Sperling also brought up Holloway’s mission of strengthening the community and called on administrators to support the workers who make up this community.
“I implore you to show us a different Rutgers, the one that President Holloway evokes in his own words, and one that can turn me into a proud alumni again,” Sperling said. “This starts by immediately returning all staff who have been laid off to their positions and by saying that there will be no more layoffs at Rutgers of staff, because you too see the community we build.”
The Board meeting also touched on other ongoing matters. Holloway discussed some of the University's new initiatives since he took office, as well as the Spring 2021 semester. He said he will work with the chancellors to discuss their plans in the coming days.
“We are working toward having a larger percentage of students living on campus for the spring and more courses being offered in-person, always being cognizant of public health realities,” he said. “Our return to offices and other spaces will be slow and deliberate.”
Holloway said he met with Deborah Birx, the White House COVID-19 response coordinator, Gov. Phil Murphy (D-N.J.) and other officials from New Jersey, New Brunswick and Rutgers—New Brunswick, to discuss COVID-19 positivity rates at the University.
Another one of Holloway’s goals is to improve the University’s reputation, which he said is not always consistent with the actual quality of education Rutgers provides.
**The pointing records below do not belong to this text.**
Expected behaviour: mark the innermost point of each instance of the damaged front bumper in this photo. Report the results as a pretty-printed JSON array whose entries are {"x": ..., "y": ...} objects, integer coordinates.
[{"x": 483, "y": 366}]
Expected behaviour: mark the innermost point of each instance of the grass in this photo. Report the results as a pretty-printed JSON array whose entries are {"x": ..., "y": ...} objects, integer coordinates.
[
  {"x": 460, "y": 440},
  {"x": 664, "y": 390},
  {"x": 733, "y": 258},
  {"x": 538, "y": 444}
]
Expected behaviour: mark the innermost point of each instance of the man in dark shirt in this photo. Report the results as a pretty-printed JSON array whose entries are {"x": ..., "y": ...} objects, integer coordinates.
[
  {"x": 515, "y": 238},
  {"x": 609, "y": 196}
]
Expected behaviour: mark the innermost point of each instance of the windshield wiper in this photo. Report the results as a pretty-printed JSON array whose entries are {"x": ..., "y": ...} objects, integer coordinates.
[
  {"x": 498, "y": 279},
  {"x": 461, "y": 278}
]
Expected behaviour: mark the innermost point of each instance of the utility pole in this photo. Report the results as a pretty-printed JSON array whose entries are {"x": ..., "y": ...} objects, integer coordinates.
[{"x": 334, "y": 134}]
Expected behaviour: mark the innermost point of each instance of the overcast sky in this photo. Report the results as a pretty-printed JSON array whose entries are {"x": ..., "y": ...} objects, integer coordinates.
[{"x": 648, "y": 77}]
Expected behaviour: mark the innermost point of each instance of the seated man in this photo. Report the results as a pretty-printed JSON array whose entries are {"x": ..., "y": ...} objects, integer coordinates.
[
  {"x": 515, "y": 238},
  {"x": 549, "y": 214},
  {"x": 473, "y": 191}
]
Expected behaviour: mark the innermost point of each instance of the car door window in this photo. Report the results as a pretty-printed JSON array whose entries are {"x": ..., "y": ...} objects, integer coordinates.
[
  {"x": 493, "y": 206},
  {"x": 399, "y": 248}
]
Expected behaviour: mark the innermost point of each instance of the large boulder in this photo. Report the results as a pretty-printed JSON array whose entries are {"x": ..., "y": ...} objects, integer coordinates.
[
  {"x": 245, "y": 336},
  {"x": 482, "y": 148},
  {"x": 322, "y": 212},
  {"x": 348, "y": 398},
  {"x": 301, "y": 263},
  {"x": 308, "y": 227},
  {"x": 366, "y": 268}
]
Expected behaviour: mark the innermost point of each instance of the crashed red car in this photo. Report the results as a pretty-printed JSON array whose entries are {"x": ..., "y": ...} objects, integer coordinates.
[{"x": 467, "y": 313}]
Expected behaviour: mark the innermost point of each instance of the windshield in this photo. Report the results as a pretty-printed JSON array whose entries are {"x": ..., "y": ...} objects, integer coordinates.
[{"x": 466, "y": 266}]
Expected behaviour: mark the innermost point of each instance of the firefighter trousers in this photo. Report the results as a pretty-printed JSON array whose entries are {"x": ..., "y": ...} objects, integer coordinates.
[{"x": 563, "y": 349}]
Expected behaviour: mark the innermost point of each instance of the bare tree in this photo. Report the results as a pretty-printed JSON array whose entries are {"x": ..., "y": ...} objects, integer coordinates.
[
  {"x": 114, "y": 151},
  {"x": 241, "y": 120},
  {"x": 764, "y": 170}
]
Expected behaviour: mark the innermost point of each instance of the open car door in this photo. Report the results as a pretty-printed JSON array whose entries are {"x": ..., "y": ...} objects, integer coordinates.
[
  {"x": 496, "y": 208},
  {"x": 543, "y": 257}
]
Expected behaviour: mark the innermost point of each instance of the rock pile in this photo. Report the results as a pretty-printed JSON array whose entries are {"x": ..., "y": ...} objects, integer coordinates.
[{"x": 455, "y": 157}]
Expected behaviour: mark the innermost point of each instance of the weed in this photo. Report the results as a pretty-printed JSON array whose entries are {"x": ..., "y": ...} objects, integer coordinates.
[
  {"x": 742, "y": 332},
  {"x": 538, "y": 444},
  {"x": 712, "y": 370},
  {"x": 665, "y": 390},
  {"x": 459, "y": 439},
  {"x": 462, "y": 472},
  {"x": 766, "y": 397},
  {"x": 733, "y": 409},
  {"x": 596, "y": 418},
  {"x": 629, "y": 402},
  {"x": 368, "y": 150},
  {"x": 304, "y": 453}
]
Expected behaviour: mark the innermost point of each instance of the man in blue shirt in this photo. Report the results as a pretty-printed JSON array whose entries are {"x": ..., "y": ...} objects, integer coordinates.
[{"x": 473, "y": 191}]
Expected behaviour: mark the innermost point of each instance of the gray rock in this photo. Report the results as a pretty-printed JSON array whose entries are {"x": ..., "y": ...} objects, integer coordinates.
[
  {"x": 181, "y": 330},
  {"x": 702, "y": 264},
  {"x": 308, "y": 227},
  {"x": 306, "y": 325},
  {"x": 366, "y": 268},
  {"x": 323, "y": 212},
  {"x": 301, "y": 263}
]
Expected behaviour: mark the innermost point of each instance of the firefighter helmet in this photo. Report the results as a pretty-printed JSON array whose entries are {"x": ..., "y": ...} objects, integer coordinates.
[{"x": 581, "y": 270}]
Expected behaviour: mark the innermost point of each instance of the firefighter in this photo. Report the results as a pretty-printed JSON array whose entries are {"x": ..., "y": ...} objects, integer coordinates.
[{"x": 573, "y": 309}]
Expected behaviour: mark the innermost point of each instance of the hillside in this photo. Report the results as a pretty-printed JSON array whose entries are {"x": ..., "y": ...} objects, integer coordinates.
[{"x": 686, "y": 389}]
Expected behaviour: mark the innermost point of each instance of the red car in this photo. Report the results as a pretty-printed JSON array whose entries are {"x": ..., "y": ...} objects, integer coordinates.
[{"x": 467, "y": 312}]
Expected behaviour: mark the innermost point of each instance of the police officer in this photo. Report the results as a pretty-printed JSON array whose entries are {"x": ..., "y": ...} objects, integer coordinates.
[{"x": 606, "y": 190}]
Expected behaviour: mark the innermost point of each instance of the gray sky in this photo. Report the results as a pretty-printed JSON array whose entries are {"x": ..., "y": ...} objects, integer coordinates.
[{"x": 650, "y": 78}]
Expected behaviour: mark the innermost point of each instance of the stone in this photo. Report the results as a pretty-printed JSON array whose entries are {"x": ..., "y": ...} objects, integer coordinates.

To do this, the Board approved a resolution to make Provost and Executive Vice Chancellor for Research and Academic Affairs Prabhas V. Moghe the University’s new executive vice president for Academic Affairs, who will help recruit and retain leading scholars.
Also appointed to a new position was Denise Hien, director of the University’s Center of Alcohol and Substance Abuse Studies, who will now serve as the Helen E. Chaney Chair in Alcohol Studies.
Other resolutions passed by the Board of Governors included revisions to the University’s affiliation agreement with RWJBarnabas Health and ratifying contracts with Zoom and Global Medical Supplies and Equipment for COVID-19 related services and supplies.